Introducing Awk

In this entry I’m going to explain the very basics of a little programming language called Awk. The primary reason why I’m advocating the use of Awk (and not for instance Perl or Python) is that Awk is absolutely great for writing very short programs, or one-liners. In fact, in my opinion Awk should never be used for anything longer than one-liners - if your task appears to demand a longer piece of code, it will probably be wiser to choose Perl or Python instead. Combined with the brevity of Unix pipes and process substitution, the concise syntax of Awk permits extremely powerful one-liners. The first example in this entry describes constructing a stability file for Mothur, described here. You can test everything described in this entry using this example data set. After uncompressing the data set, check the fastq files in the directory using ls *.fastq. You should see the following:


Each fastq file is present in two flavors: R1 in the name indicates a forward read from Illumina MiSeq and R2 a reverse read. Mothur has a built-in functionality to join these reads into single contigs - however for that it needs something called a stability file. A stability file is a tab-separated table containing the sample names and the associated forward and reverse read file names. Mothur tutorial provides such file but does not describe how it can be constructed.
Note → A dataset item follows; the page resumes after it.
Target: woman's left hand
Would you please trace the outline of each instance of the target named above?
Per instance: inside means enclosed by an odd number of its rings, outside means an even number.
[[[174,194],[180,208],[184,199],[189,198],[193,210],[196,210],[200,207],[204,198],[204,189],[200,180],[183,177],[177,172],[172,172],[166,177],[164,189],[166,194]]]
F3D0 F3D0_S188_L001_R1_001.fastq F3D0_S188_L001_R2_001.fastq 
F3D141 F3D141_S207_L001_R1_001.fastq F3D141_S207_L001_R2_001.fastq 
F3D142 F3D142_S208_L001_R1_001.fastq F3D142_S208_L001_R2_001.fastq
F3D143 F3D143_S209_L001_R1_001.fastq F3D143_S209_L001_R2_001.fastq 
F3D144 F3D144_S210_L001_R1_001.fastq F3D144_S210_L001_R2_001.fastq 

Columns two and three of a stability file correspond to the forward and reverse read file names, respectively, and column one corresponds to the beginning of the file name that in this example is also the sample name. Extracting the sample names from the file names is a task for which we need Awk. To cut the chase, here’s how it’s done:

paste <(ls *R1*.fastq | awk -F_ '{print $1}') <(ls *R1*.fastq) <(ls *R2*.fastq)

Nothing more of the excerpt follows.